The workflow was updated to use Git branches. All new development and content updates now happen on a staging branch. When changes are ready, they are pushed to this branch, which automatically deploys to a separate, non-production staging website. This provides a crucial opportunity to review and test everything in a live-like environment. We can catch broken links, layout issues, or data parsing errors before they ever impact the main site. This two-step process—develop, stage, and then promote to production—is a critical best practice. It ensures stability, minimizes risk, and guarantees that the live documentation remains a reliable resource for the entire team.

Conclusion: A Force Multiplier

The journey from the backup folder to the final, integrated system of Ansible automation and a documentation website would have traditionally been a multi-month endeavor requiring specialized expertise in systems administration, network engineering, and web development.

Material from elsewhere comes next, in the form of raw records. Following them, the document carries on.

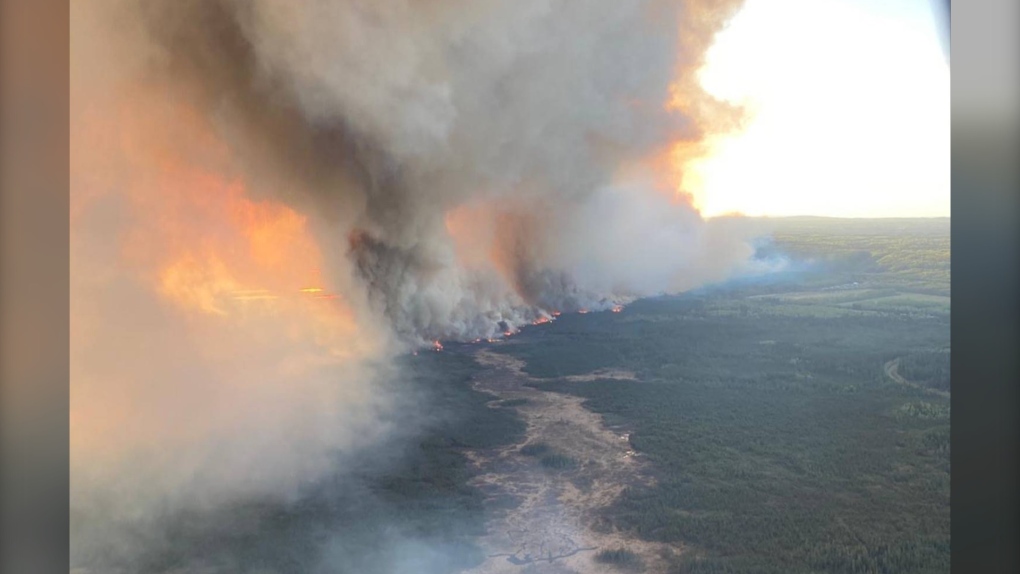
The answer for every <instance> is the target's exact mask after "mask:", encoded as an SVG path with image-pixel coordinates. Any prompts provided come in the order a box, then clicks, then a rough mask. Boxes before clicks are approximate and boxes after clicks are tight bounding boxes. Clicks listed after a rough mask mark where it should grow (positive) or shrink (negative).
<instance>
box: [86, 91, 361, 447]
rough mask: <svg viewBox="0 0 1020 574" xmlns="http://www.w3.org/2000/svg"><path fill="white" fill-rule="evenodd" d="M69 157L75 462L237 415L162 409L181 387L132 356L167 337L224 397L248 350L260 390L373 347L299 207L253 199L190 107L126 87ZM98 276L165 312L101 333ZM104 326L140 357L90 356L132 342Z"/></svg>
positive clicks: (181, 360) (92, 121) (175, 349)
mask: <svg viewBox="0 0 1020 574" xmlns="http://www.w3.org/2000/svg"><path fill="white" fill-rule="evenodd" d="M103 110H105V111H103ZM71 169H72V174H73V177H74V178H73V185H72V187H71V204H72V206H73V209H72V216H71V220H70V240H71V248H72V249H71V253H72V256H71V277H72V282H71V297H70V304H71V315H70V321H71V345H70V353H71V371H70V401H71V404H70V413H69V419H70V426H71V433H70V439H71V445H70V446H71V452H72V455H73V456H72V458H74V459H80V460H84V461H90V462H89V463H88V464H90V465H94V463H93V462H91V461H98V460H100V458H101V457H100V453H106V454H109V455H111V456H113V455H115V454H116V453H119V452H121V448H124V449H131V448H138V447H143V448H144V447H145V446H147V445H174V443H175V445H179V446H181V445H184V443H186V442H187V441H189V440H191V441H196V440H197V438H195V436H201V435H202V434H203V433H214V432H216V430H214V429H216V428H220V427H222V426H225V425H230V424H234V423H233V422H232V421H235V420H236V417H235V416H234V415H231V414H224V413H231V412H236V411H231V410H230V409H228V408H226V407H223V410H222V412H219V411H215V409H217V408H220V405H219V404H217V403H215V402H214V401H212V400H207V401H205V404H204V405H203V407H202V408H203V409H206V410H208V411H209V412H203V414H201V415H199V414H194V415H189V416H193V418H194V421H193V422H192V423H189V424H185V425H182V424H180V421H174V420H172V417H171V414H173V413H174V411H173V410H172V409H171V408H169V407H167V402H168V401H170V400H172V399H173V398H174V397H185V396H186V395H187V393H188V392H186V390H184V386H185V385H183V384H179V385H177V386H176V387H174V386H173V385H172V384H163V381H162V380H160V381H159V382H156V381H155V379H157V378H158V377H159V376H160V375H159V374H158V372H156V373H155V374H154V373H153V372H151V371H147V370H146V369H144V368H142V366H141V364H142V363H145V362H146V361H149V362H151V363H154V364H155V365H153V369H154V370H156V371H158V370H159V365H158V362H159V361H167V362H168V361H170V359H169V357H171V356H172V355H170V351H167V350H166V348H167V347H168V346H172V347H173V349H175V350H176V351H175V352H177V353H179V354H180V356H179V357H177V358H176V359H174V361H176V362H177V363H184V364H195V365H202V367H201V368H202V369H203V373H204V375H208V377H209V381H210V385H211V384H212V383H213V382H215V384H219V385H221V388H219V389H218V390H216V389H213V388H212V386H210V387H209V388H202V392H203V393H207V394H208V395H209V396H210V397H213V396H215V397H221V398H222V401H226V400H227V399H226V398H227V397H232V395H230V393H231V390H228V389H227V387H228V386H230V385H232V384H238V385H241V384H245V383H246V382H250V381H248V380H247V379H243V378H239V377H238V375H237V374H235V373H237V372H238V367H237V365H238V364H239V362H241V363H248V364H250V363H252V362H253V361H260V363H259V364H260V365H262V366H263V367H264V368H263V369H262V372H265V373H267V374H265V377H266V380H272V381H274V382H273V384H279V385H281V388H279V389H278V390H277V389H276V388H259V389H252V390H253V392H254V390H258V392H259V393H261V395H258V396H259V397H267V396H270V395H271V394H273V393H277V392H278V393H283V392H285V390H286V388H287V385H288V384H294V382H293V381H297V380H303V379H302V376H304V375H303V374H302V373H306V372H312V371H314V370H315V369H318V368H321V367H322V366H323V365H325V364H333V363H343V362H346V361H348V360H351V359H352V358H356V359H359V358H361V357H363V356H366V355H368V354H370V353H373V352H376V351H377V347H376V344H377V343H378V341H376V340H373V338H372V337H371V336H369V335H368V334H367V333H364V332H362V329H361V328H359V325H357V324H356V320H355V317H354V314H353V312H352V306H351V305H350V303H349V302H348V301H347V300H346V299H345V298H343V297H340V296H338V295H333V294H330V293H328V292H327V290H330V291H335V290H336V286H335V285H330V282H331V281H330V277H329V276H326V275H324V274H323V273H322V272H321V271H319V269H323V268H325V265H324V261H323V257H322V254H321V252H320V249H319V245H318V242H317V241H316V238H315V237H314V236H313V233H312V229H311V228H310V224H309V221H308V220H307V219H306V217H305V216H303V215H302V214H300V213H298V212H296V211H295V210H294V209H292V208H291V207H289V206H287V205H284V204H283V203H279V202H277V201H273V200H271V199H256V198H253V197H251V194H250V190H248V189H247V182H246V180H245V177H244V175H243V174H242V173H241V172H240V170H239V169H238V167H237V166H236V165H234V163H233V161H232V156H231V153H230V150H228V149H227V148H226V146H224V145H223V144H222V143H221V142H220V141H219V140H218V139H217V138H216V136H215V134H214V132H213V131H212V128H211V127H210V125H209V124H208V122H207V120H206V118H204V117H203V116H202V115H201V114H200V113H197V112H196V111H195V110H192V109H189V108H187V107H186V106H184V105H182V103H181V102H168V101H167V99H166V98H163V97H161V96H160V95H159V94H156V95H153V94H150V93H146V92H145V91H144V90H139V91H136V92H132V93H131V94H130V96H129V95H127V94H124V96H123V97H122V98H118V99H117V100H116V102H114V104H112V105H108V106H104V107H102V108H97V111H96V112H95V113H94V114H93V115H91V116H87V117H83V118H81V119H80V120H79V121H78V122H77V123H75V125H74V126H73V132H72V140H71ZM111 206H112V207H111ZM107 283H109V284H115V285H129V284H130V285H131V288H130V289H131V290H133V293H140V294H145V299H144V301H145V303H144V304H143V303H140V302H139V301H142V299H139V300H138V301H135V300H133V303H132V305H134V307H125V308H124V311H123V313H124V314H131V313H134V312H137V311H138V309H139V307H140V306H142V305H145V307H144V311H145V312H147V313H151V314H152V315H153V316H156V317H168V318H167V319H166V321H165V322H163V323H160V324H159V325H153V324H150V323H139V324H138V325H136V326H135V327H133V328H134V329H135V330H130V331H127V332H126V333H123V332H121V331H120V330H117V331H113V333H112V334H110V331H111V330H112V329H114V328H122V327H114V326H110V324H111V323H112V322H111V321H110V319H111V317H110V316H108V315H103V314H102V312H100V311H99V309H100V308H101V307H100V306H99V305H98V304H97V301H105V299H104V298H107V299H108V298H109V297H110V296H107V295H104V290H103V285H105V284H107ZM309 285H315V286H309ZM330 288H333V289H330ZM118 289H122V290H126V289H129V288H127V286H120V288H118ZM118 293H119V292H118ZM151 296H154V297H151ZM319 298H322V299H319ZM105 312H106V313H110V311H109V310H108V309H107V311H105ZM114 312H115V309H114ZM167 324H172V325H173V328H174V329H176V330H173V331H172V332H170V331H167V330H165V329H168V328H169V327H167V326H166V325H167ZM147 329H148V330H147ZM160 329H164V330H160ZM116 337H123V340H124V341H127V342H131V344H132V345H135V342H139V343H138V344H137V345H136V347H139V349H138V350H136V351H124V353H127V354H133V357H132V359H131V363H132V365H135V364H136V363H138V364H139V366H133V367H131V368H129V367H127V366H122V367H121V366H117V364H116V360H115V359H109V360H107V359H103V361H105V362H102V363H100V362H99V361H100V360H99V359H95V357H98V356H102V357H107V356H109V357H115V355H116V349H117V346H119V347H121V348H126V347H127V344H126V343H117V342H118V341H119V340H118V338H116ZM160 337H163V338H160ZM166 341H169V342H170V343H165V342H166ZM151 342H159V343H151ZM186 350H187V351H186ZM143 355H144V357H146V358H147V359H145V360H143V358H142V357H143ZM249 357H250V358H251V359H250V360H249V359H245V358H249ZM120 362H121V363H125V362H126V361H125V360H121V361H120ZM196 368H197V367H196ZM133 369H134V370H133ZM111 372H115V375H114V374H108V373H111ZM269 373H271V374H269ZM232 377H233V378H232ZM274 377H275V378H274ZM309 380H310V379H309ZM189 384H198V382H196V381H191V382H190V383H189ZM266 384H268V383H266ZM192 390H193V392H194V389H192ZM292 392H297V390H292ZM195 393H197V392H195ZM217 393H218V395H217ZM254 396H255V395H254V393H249V394H246V395H245V397H246V398H247V397H254ZM182 400H183V399H182ZM252 400H254V399H252ZM214 405H215V406H214ZM189 408H190V409H192V411H195V410H196V409H193V408H191V407H189ZM265 408H266V409H268V407H265ZM182 416H183V415H182ZM238 416H240V415H238ZM190 420H191V419H190ZM124 429H130V431H127V432H125V430H124ZM224 432H225V431H224ZM167 448H169V447H167ZM98 464H99V463H98V462H97V463H95V465H98Z"/></svg>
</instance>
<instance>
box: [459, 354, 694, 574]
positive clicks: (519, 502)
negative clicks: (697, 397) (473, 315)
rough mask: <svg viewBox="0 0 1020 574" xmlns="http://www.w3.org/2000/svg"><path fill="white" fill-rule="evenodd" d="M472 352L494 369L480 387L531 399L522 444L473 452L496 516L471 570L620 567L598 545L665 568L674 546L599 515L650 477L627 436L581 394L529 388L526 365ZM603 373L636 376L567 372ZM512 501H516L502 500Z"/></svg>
mask: <svg viewBox="0 0 1020 574" xmlns="http://www.w3.org/2000/svg"><path fill="white" fill-rule="evenodd" d="M474 357H475V360H476V361H477V362H478V363H479V364H481V365H483V366H486V367H488V368H487V369H486V371H484V372H483V373H482V374H480V375H478V377H476V379H475V380H474V381H473V386H474V388H475V389H477V390H480V392H484V393H489V394H491V395H493V396H494V398H495V399H496V400H501V401H513V400H516V399H525V400H526V401H521V402H515V404H516V405H517V406H516V407H515V408H516V409H517V411H518V413H519V414H520V416H521V418H522V419H523V420H524V421H525V423H526V424H527V430H526V435H525V439H524V441H523V442H521V443H519V445H515V446H513V447H509V448H504V449H496V450H478V451H471V452H469V453H468V457H469V459H470V460H471V462H472V464H473V465H474V466H475V467H476V468H477V470H478V471H479V472H480V473H481V474H480V475H479V476H477V477H476V478H475V479H474V480H473V484H474V485H475V486H477V487H479V488H481V489H482V491H483V492H486V494H487V497H488V501H489V504H490V505H491V508H493V512H494V514H493V518H492V519H491V521H490V523H489V524H488V525H487V534H486V535H484V536H483V537H482V538H481V540H480V544H481V545H482V546H483V549H484V550H486V553H487V555H488V556H489V559H488V560H487V561H486V562H484V563H483V564H481V565H480V566H479V567H478V568H476V569H474V570H472V572H479V573H482V572H483V573H502V572H514V573H523V572H529V573H530V572H533V573H553V572H556V573H561V572H562V573H567V572H578V573H580V572H583V573H589V572H592V573H612V572H621V571H623V570H621V569H619V568H617V567H616V566H613V565H608V564H600V563H598V562H596V561H595V560H594V559H595V555H596V553H598V552H599V551H602V550H616V549H626V550H628V551H630V552H632V553H634V554H635V555H637V556H639V557H640V558H641V560H642V562H643V563H644V568H643V569H642V570H643V571H645V572H662V571H665V567H666V563H667V558H668V557H669V556H670V555H672V554H675V553H676V552H678V549H676V547H674V546H670V545H668V544H662V543H653V542H646V541H643V540H640V539H636V538H632V537H630V536H627V535H625V534H624V533H622V532H619V531H615V530H613V529H612V528H611V527H609V526H607V525H605V524H604V523H602V522H600V520H599V511H600V510H601V509H603V508H605V507H606V506H608V505H610V504H612V503H613V502H614V501H615V500H616V499H617V497H619V494H620V492H621V491H622V490H623V488H624V487H625V486H627V485H637V484H650V483H652V478H651V476H650V475H649V473H648V469H647V464H646V463H645V461H644V460H643V459H642V458H641V457H640V456H636V454H635V453H634V452H633V451H632V450H631V449H630V443H629V440H628V434H627V433H626V432H624V431H620V430H615V431H614V430H612V429H610V428H608V427H607V426H606V424H605V423H604V421H603V419H602V417H601V416H600V415H597V414H595V413H592V412H591V411H588V410H586V409H584V408H583V407H582V406H581V403H582V400H581V399H579V398H576V397H569V396H565V395H560V394H556V393H547V392H544V390H540V389H537V388H533V387H530V386H526V385H525V384H526V383H528V382H531V381H534V380H538V379H532V378H530V377H529V376H528V375H526V374H525V373H524V372H523V367H524V363H523V361H520V360H519V359H516V358H514V357H510V356H507V355H504V354H500V353H493V352H492V351H489V350H486V349H481V350H479V351H477V352H476V353H475V354H474ZM607 373H609V374H610V375H615V376H607ZM599 378H602V379H605V378H621V379H627V380H636V377H634V376H633V373H625V372H620V371H603V372H601V373H591V374H589V375H581V376H580V377H572V378H571V377H564V379H565V380H578V381H582V380H595V379H599ZM564 379H561V380H564ZM528 446H530V447H531V448H530V449H526V448H525V449H524V452H521V448H522V447H528ZM550 461H552V462H550ZM508 500H512V501H513V504H511V505H507V504H505V502H506V501H508ZM501 503H503V504H501Z"/></svg>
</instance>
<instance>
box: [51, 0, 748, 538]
mask: <svg viewBox="0 0 1020 574" xmlns="http://www.w3.org/2000/svg"><path fill="white" fill-rule="evenodd" d="M736 7H737V6H736V2H732V1H725V2H717V3H710V2H705V1H696V2H686V3H683V4H680V3H677V2H667V1H659V0H647V1H639V0H633V1H620V2H597V3H596V2H584V3H580V2H551V1H548V0H514V1H503V0H481V1H470V2H468V1H463V0H428V1H420V2H411V1H385V2H379V1H370V0H347V1H339V0H338V1H328V0H317V1H310V2H278V1H275V0H250V1H240V0H237V1H235V0H175V1H162V2H146V3H134V2H126V1H122V0H108V1H103V2H93V3H88V4H85V3H74V4H72V6H71V8H72V22H73V23H72V30H71V41H72V59H71V61H72V73H71V84H72V94H71V97H72V118H73V119H72V126H71V128H72V143H71V168H72V189H71V208H72V219H71V238H72V240H71V241H72V245H71V254H72V261H71V276H72V284H71V312H72V315H71V321H72V345H71V360H72V372H71V415H70V416H71V428H72V430H71V432H72V436H71V446H72V454H71V465H72V493H71V495H72V506H74V507H75V508H77V509H78V511H79V512H80V513H84V515H87V516H90V517H91V518H90V519H89V520H88V521H87V523H86V528H87V529H88V530H89V535H88V536H87V535H86V534H84V533H79V534H77V538H78V541H79V542H80V543H81V544H84V545H87V544H86V542H85V540H86V538H89V539H90V540H91V539H92V538H97V537H99V538H102V537H103V536H105V535H106V534H105V531H104V528H105V527H106V526H107V525H108V524H107V522H102V521H100V520H99V519H98V518H95V517H97V516H106V517H116V520H113V519H110V521H109V524H112V523H113V522H116V521H118V520H122V521H127V522H131V520H134V519H136V518H139V517H144V518H149V517H152V516H155V515H157V514H158V513H159V512H161V511H160V510H159V509H174V510H180V509H183V508H189V509H210V508H216V507H217V506H218V505H222V504H226V503H230V502H232V501H235V500H244V499H246V498H252V497H279V495H292V494H295V493H297V492H299V491H300V489H301V487H302V485H303V484H305V483H307V482H308V481H310V480H315V479H316V478H319V477H321V476H324V475H325V474H327V473H336V472H338V471H340V472H341V473H342V472H343V471H344V468H343V461H344V460H345V459H344V456H343V455H344V454H349V453H357V452H360V451H361V450H362V449H364V448H365V447H367V446H371V445H377V443H379V442H378V441H379V440H384V439H385V438H386V437H387V436H392V435H393V432H395V428H394V425H393V424H391V423H386V422H384V421H387V420H394V418H395V417H394V413H395V412H396V411H395V410H399V409H400V406H399V405H400V404H401V401H400V399H399V398H398V397H395V396H394V395H393V394H392V393H390V392H388V390H387V389H388V388H389V384H388V380H392V379H393V377H395V376H398V373H396V372H394V370H393V368H392V367H391V366H390V365H392V358H393V357H394V356H395V355H397V354H400V353H403V352H406V351H407V350H409V349H412V348H414V347H415V346H420V345H422V344H426V343H429V342H431V341H432V340H437V338H440V340H447V338H452V340H470V338H475V337H487V336H494V335H498V334H499V333H500V332H501V331H502V330H504V329H505V328H507V327H509V328H511V329H512V328H516V327H517V326H520V325H522V324H525V323H528V322H530V321H532V320H534V319H535V318H538V317H542V316H549V315H550V314H552V313H553V312H557V311H561V312H568V311H573V310H578V309H582V308H586V309H593V310H595V309H605V308H609V307H611V306H612V305H614V304H616V303H620V302H625V301H627V300H630V299H632V298H636V297H642V296H648V295H655V294H658V293H663V292H675V291H681V290H685V289H690V288H693V286H696V285H698V284H701V283H704V282H706V281H710V280H715V279H718V278H722V277H723V276H725V275H726V274H727V273H728V272H729V271H730V270H731V269H732V268H733V267H734V265H737V264H738V263H739V262H741V261H743V260H744V259H746V258H747V257H748V255H750V253H751V251H752V250H751V248H750V247H749V246H748V245H747V244H746V243H745V242H744V240H743V238H742V236H741V234H739V233H738V232H736V231H735V230H734V229H732V228H728V227H727V228H723V227H721V226H717V225H713V223H709V222H706V221H704V220H703V219H702V218H701V217H700V215H699V214H698V213H697V211H696V210H695V209H694V208H693V207H692V206H691V205H690V203H688V202H687V201H686V200H685V199H684V197H685V196H684V195H683V194H682V193H678V192H680V191H681V190H678V189H677V182H678V180H679V179H678V173H679V172H680V171H682V165H676V164H675V163H674V160H675V158H676V157H677V155H676V150H677V149H681V150H691V149H694V148H697V145H698V142H700V141H701V139H702V137H703V136H704V135H705V134H706V132H708V131H712V129H715V128H716V127H719V126H726V127H728V126H729V124H730V123H731V121H732V119H733V115H732V110H727V109H726V108H725V107H723V106H719V105H716V104H713V102H712V101H711V100H710V99H709V98H708V97H707V96H705V95H704V94H703V93H701V91H700V89H699V88H698V86H697V83H696V82H695V81H694V77H695V76H694V72H695V70H696V69H697V67H698V66H699V65H700V63H701V59H702V56H703V53H704V51H705V50H706V49H707V47H708V44H709V43H710V42H711V39H712V36H713V34H714V33H715V32H716V31H717V29H718V28H719V27H720V25H722V23H723V22H724V21H725V20H726V18H727V17H728V16H729V15H731V14H732V12H733V11H734V10H735V8H736ZM398 418H400V417H398ZM403 430H404V431H406V430H407V427H406V426H405V427H404V429H403ZM338 465H339V466H338ZM114 493H115V495H114ZM154 509H155V510H154ZM104 520H105V519H104ZM83 532H84V531H83ZM111 536H112V534H111ZM89 547H92V546H89ZM83 552H85V551H83Z"/></svg>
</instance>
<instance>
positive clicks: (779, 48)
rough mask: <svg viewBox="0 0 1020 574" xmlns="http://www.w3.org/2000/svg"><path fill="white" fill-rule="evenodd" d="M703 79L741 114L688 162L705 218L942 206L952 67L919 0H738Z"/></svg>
mask: <svg viewBox="0 0 1020 574" xmlns="http://www.w3.org/2000/svg"><path fill="white" fill-rule="evenodd" d="M702 83H703V84H704V85H705V87H706V88H707V89H708V90H709V91H710V92H711V93H713V94H714V95H716V96H717V97H720V98H723V99H726V100H730V101H733V102H737V103H742V104H744V105H745V106H747V108H748V109H749V111H750V114H751V115H750V120H749V122H748V125H747V128H746V131H744V133H743V134H741V135H738V136H735V137H729V138H722V139H720V140H718V141H717V142H716V143H715V145H714V152H713V153H712V154H711V156H710V157H709V158H707V159H705V160H702V161H700V162H699V163H697V164H696V165H695V172H694V174H693V177H694V179H693V180H692V179H688V181H691V184H692V188H693V190H692V191H694V192H695V195H696V198H697V200H698V202H699V205H700V206H701V208H702V210H703V213H704V214H705V215H708V216H712V215H719V214H722V213H727V212H733V211H738V212H742V213H745V214H748V215H831V216H847V217H858V216H861V217H887V216H948V215H949V214H950V67H949V63H948V61H947V60H946V57H945V54H943V52H942V49H941V45H940V44H939V37H938V32H937V29H936V27H935V19H934V15H933V12H932V9H931V5H930V0H899V1H884V2H883V1H881V0H863V1H862V0H748V2H747V4H746V6H745V8H744V9H743V11H742V12H741V13H739V14H737V16H736V17H735V18H734V19H733V21H732V22H731V23H730V25H729V28H728V29H727V30H725V31H723V32H722V33H721V34H720V35H719V36H718V39H717V42H716V45H715V46H714V47H713V49H712V50H711V51H710V52H709V56H708V63H707V65H706V67H705V68H704V69H703V72H702Z"/></svg>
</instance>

With gemini-cli, it became an iterative, collaborative process of days. It acted as a force multiplier, translating high-level intent into expert-level code. It democratized the creation of complex infrastructure, removing the need for a specialized skillset and allowing the focus to remain on the desired outcome. The result is not just the code in the repositories, but a dramatic compression of the time required to gain value—a transformation from a manual, high-friction process to a documented, automated, and valuable platform.